The Macro: Prior Authorizations Are Healthcare’s Most Expensive Paper Shuffle
Prior authorizations cost the US healthcare system an estimated $35 billion annually in administrative overhead. Every time a physician wants to prescribe a medication, order a test, or schedule a procedure that requires insurer approval, someone in the practice has to submit a prior authorization request. Then they wait. Then they follow up. Then, 15 to 20 percent of the time, they get denied and have to submit an appeal.
The American Medical Association reports that practices spend an average of 14 hours per week on prior authorizations. The typical request takes 1 to 3 business days to process, and some take weeks. Patients wait for treatments they need. Physicians spend time that should go to patient care on bureaucratic processes. Staff burn out from the repetitive, frustrating work.
The process is particularly painful for small and mid-size private practices that do not have dedicated prior authorization teams. A three-physician practice might have one person handling prior auths alongside other administrative duties. When volume spikes, everything falls behind.
Previous automation attempts have focused on submitting requests electronically, which speeds up one step but does not address follow-up, denial management, or the sheer complexity of navigating different payer requirements.
ClaimGlide, backed by Y Combinator, automates the entire end-to-end process from submission through appeals.
The Micro: AI That Makes Phone Calls to Insurance Companies
Nami Lindquist (CEO, Penn M&T undergrad from Bellevue, WA) founded ClaimGlide to attack the full prior authorization lifecycle, not just the submission step.
The platform handles four stages. First, it creates and submits authorization requests with language optimized for payer approval, automatically pulling patient and provider data from EMR systems. Second, it monitors timelines, flags delays, and follows up with payers to prevent requests from falling through the cracks. Third, when denials happen, it automatically generates appeal letters. And here is the standout feature: ClaimGlide can handle entire phone calls to payers for appeals. Fourth, it stores all approval records and confirmation numbers back in the practice management system.

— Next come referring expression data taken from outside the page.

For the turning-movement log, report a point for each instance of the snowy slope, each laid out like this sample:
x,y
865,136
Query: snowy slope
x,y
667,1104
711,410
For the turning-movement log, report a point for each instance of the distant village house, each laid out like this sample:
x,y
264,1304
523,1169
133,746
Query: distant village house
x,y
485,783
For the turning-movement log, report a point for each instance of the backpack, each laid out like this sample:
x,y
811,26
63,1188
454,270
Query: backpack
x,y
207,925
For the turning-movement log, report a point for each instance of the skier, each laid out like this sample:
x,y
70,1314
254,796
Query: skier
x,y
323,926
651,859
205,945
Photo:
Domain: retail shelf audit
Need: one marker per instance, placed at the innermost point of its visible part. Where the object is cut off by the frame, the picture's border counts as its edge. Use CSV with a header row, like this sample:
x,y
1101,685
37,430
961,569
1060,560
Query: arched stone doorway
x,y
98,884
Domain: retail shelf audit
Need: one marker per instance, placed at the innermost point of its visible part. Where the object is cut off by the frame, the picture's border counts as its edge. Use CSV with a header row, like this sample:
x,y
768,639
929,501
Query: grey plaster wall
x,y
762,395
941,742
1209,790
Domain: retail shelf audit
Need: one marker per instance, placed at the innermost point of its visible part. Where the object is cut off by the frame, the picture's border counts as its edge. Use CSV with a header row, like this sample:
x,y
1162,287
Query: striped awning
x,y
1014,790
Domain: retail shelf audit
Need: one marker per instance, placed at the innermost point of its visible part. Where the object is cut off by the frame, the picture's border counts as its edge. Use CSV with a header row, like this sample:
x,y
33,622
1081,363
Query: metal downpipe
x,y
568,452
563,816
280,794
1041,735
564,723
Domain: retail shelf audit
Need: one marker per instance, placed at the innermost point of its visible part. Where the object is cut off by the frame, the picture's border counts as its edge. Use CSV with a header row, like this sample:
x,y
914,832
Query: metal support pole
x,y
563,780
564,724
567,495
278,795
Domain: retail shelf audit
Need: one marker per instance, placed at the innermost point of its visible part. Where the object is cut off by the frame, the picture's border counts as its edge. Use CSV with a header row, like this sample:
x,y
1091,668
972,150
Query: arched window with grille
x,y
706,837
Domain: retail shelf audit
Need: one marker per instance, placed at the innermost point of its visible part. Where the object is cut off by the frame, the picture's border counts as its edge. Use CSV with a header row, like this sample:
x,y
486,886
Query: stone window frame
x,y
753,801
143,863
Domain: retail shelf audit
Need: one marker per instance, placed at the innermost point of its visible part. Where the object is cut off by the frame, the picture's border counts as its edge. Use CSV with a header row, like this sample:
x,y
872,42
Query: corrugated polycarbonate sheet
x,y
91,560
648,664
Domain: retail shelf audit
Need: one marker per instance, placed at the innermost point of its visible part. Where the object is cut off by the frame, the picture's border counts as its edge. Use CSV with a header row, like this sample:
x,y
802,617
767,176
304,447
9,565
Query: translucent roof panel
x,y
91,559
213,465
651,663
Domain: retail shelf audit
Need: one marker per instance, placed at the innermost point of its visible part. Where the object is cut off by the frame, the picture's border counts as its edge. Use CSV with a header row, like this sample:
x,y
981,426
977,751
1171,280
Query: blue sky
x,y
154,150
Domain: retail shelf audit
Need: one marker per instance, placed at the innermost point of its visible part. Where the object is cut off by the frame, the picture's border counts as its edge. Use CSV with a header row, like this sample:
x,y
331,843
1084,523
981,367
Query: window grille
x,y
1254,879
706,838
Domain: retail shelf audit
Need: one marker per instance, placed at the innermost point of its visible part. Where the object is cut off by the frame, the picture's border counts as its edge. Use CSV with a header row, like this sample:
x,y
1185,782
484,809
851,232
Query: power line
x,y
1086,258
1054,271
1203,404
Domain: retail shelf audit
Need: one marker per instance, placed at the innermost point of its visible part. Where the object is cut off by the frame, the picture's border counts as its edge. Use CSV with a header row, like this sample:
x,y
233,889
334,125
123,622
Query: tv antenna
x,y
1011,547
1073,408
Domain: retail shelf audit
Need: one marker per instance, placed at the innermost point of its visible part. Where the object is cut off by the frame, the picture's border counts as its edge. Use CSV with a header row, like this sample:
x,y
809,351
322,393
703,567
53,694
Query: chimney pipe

The ability to make phone calls to payers is a significant differentiator. Many payer appeal processes still require phone calls, and practices spend hours on hold waiting to speak with payer representatives. An AI that handles these calls removes one of the most time-consuming and frustrating parts of the job.
The platform integrates with eClinicalWorks, athenahealth, NextGen Healthcare, and ModMed, covering a significant portion of the EMR market for private practices. HIPAA compliance is built in.
Competitors include Infinitus Health (AI phone calls to payers), Rhyme (prior authorization automation), and Olive AI (which pivoted away from this space). ClaimGlide’s end-to-end approach covering submission, monitoring, appeals, and phone calls is more comprehensive than most point solutions.
The Verdict
ClaimGlide is attacking one of healthcare’s most universally hated processes with comprehensive automation. The pain point is well-documented and the ROI is clear.
At 30 days: what is the first-pass approval rate for ClaimGlide-submitted authorizations compared to manually submitted ones?
At 60 days: how successful are the AI-generated appeals and automated phone calls at overturning denials?
At 90 days: what is the time savings per practice per week, and does that translate to measurable revenue recovery?
I think ClaimGlide is well-positioned. Prior authorization automation is one of those markets where the problem is universally acknowledged and the willingness to pay is high. The phone call automation is the feature that separates ClaimGlide from simpler submission tools. If it works reliably, every private practice in the country is a potential customer.